Other insects known to parasitize H. moscheutos are the stem-boring buprestid Paragrilus tenuis, the stem-nesting sphecid wasp Ectemnius paucimaculatus, the sawfly Atomacera decepta, a leafroller Chionodes hibiscella, and the moth Acontia delecta (Cahoon and Stevenson, 1986; Blanchard, 1976). From their study sites in New Jersey, Weiss and Dickerson, 1919, cited in Cahoon and Stevenson, 1986), concluded that H. moscheutos appears to provide insect populations with a highly palatable and diverse substrate situated above the catastrophic effects of tides and storms, and they surmised that this may account for the 30 insect species known to infest the leaves, stems, and flowers of the species. It is not known how prevalent these various parasites are in the Ontario populations of H. moscheutos.
Hibiscus moscheutos is found in open wetlands and is probably dependent upon periodic burning, flooding, drought, or anthropogenic disturbance to decrease shading from trees and shrubs and create open habitat. Farney and Bookout (1982) describe how high water levels in Lake Erie converted emergent vegetation into open water and virtually eliminated large common cover types, such as H. moscheutos. On the other hand, large areas of shallow water favoured expansion of rose mallow populations and plants did best under a management regime of controlled water levels with partial yearly drawdowns. High water levels, as well as total drawdowns, may have a detrimental effect on rose mallow populations. However, if these conditions are of a short duration they are probably beneficial in eliminating competing species and in creating open conditions.
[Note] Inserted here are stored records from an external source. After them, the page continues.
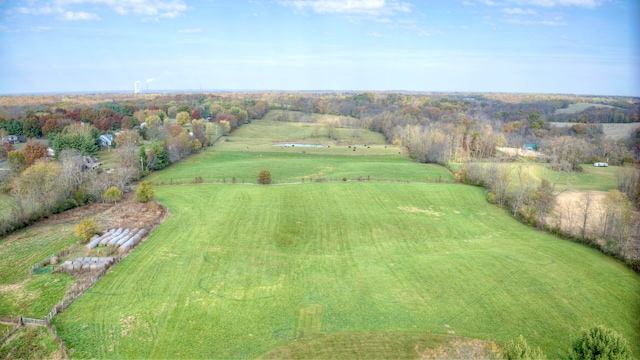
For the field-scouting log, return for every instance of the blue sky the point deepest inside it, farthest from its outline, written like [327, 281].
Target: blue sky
[547, 46]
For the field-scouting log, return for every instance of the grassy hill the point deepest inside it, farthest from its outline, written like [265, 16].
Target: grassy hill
[239, 270]
[242, 271]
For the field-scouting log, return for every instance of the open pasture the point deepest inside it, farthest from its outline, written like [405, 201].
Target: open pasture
[580, 107]
[238, 271]
[613, 131]
[590, 179]
[262, 135]
[219, 166]
[20, 292]
[249, 150]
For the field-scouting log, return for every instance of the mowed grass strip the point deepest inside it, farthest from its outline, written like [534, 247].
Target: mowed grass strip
[20, 292]
[590, 179]
[237, 271]
[215, 166]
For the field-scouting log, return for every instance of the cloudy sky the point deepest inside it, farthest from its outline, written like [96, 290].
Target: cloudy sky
[548, 46]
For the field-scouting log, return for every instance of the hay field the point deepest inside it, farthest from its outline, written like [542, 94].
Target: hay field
[580, 107]
[613, 131]
[243, 271]
[237, 271]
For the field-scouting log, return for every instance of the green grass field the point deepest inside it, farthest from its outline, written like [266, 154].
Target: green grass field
[237, 271]
[219, 166]
[325, 270]
[20, 292]
[590, 179]
[250, 150]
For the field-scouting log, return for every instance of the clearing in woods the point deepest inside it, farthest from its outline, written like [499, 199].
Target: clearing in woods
[304, 270]
[613, 131]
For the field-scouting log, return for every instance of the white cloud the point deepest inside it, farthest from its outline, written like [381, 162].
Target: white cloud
[36, 29]
[518, 11]
[351, 7]
[190, 31]
[80, 15]
[555, 3]
[420, 31]
[68, 9]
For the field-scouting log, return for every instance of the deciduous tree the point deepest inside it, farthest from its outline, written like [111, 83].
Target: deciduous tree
[183, 118]
[145, 192]
[34, 150]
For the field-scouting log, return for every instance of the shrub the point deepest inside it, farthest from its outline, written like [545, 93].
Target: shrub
[86, 228]
[520, 350]
[264, 177]
[600, 342]
[144, 193]
[112, 194]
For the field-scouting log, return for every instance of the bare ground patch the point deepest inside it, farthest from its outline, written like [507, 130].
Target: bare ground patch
[568, 212]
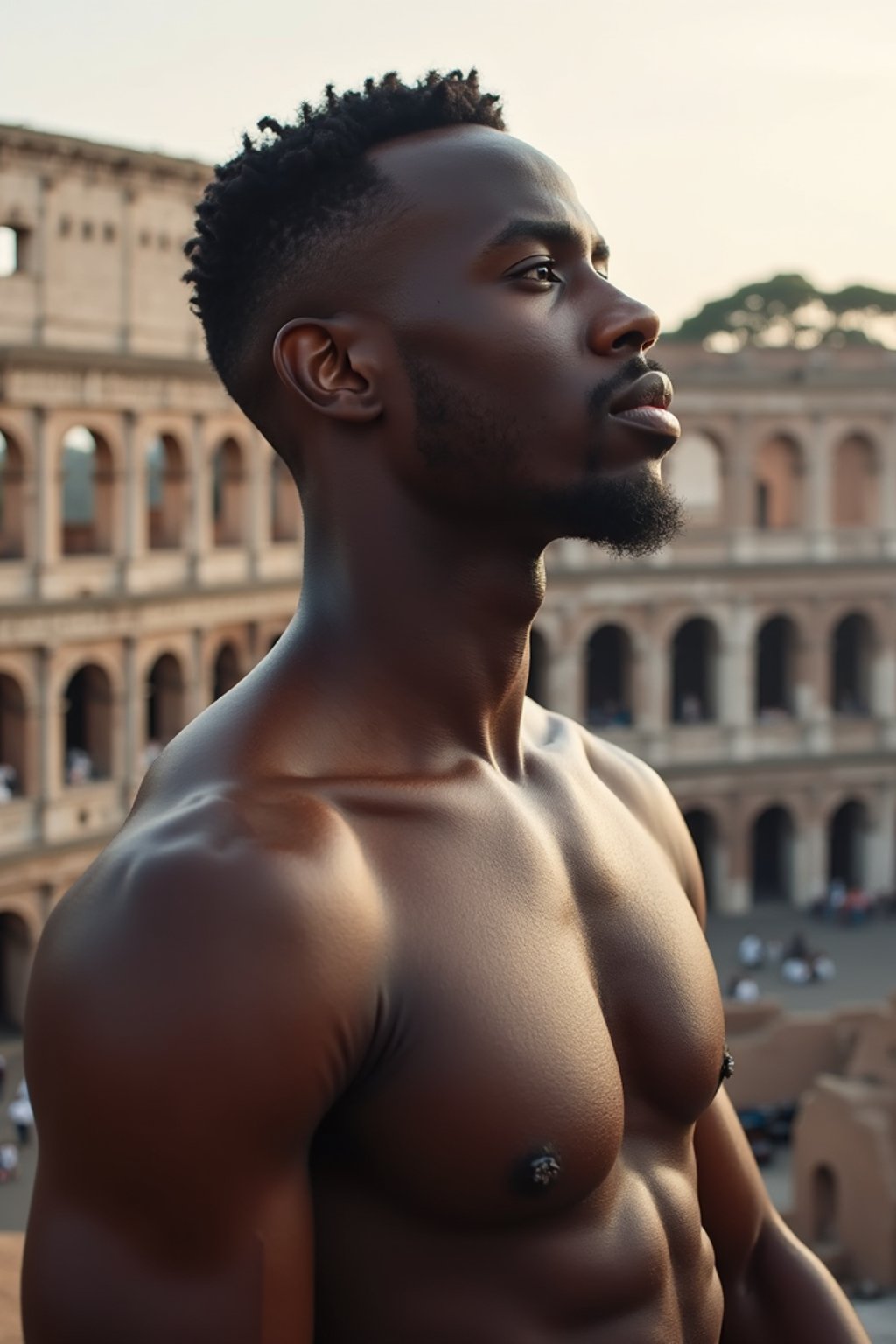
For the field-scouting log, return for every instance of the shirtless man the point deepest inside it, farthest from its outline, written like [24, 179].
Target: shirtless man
[453, 938]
The hardy rose-mallows were introduced into cultivation very early in the United States and Europe, with a listing of Hibiscus moscheutos and H. palustris by John Bartram and Son, Philadelphia, in 1807. From about 1850 the different species of Rose-mallows were regularly listed in European nursery catalogues, and at least one race of H. moscheutos has become naturalized there (Winters, 1970). Since the early 1900s, successful hybridization of H. moscheutos with the progeny of H. coccineus, H. laevis, and H. grandiflorus has produced several widely-used F1 hybrids – notably dixie belle, southern belle, and its semi-dwarf version disco belle. These hybrids are available as seed from catalogue companies, e.g. Thompson & Morgan, Chiltern, Park, Stokes, and Sakata, and are appropriate for USDA zones 5 to 10. The garden varieties bloom in 135 to 150 days from seed. They can be started in February to March in a warm greenhouse and grown in large individual pots. Soaking the seed for 24 hours prior to sowing is beneficial to germination. Germinate for 1 to 2 weeks at 21°C. The hybrid found for years in the nursery trade as Meehan’s Mallow Marvels, was obtained by crossing a hardy red-flowered hybrid of H. coccineus X H. militaris with H. moscheutos (Wise and Menzel, 1971; Vesterin, 1997).
H. moscheutos plants withstand transplanting easily when in full flower, and are also readily grown from seed and will flower the first season if sown early (Winters, 1970).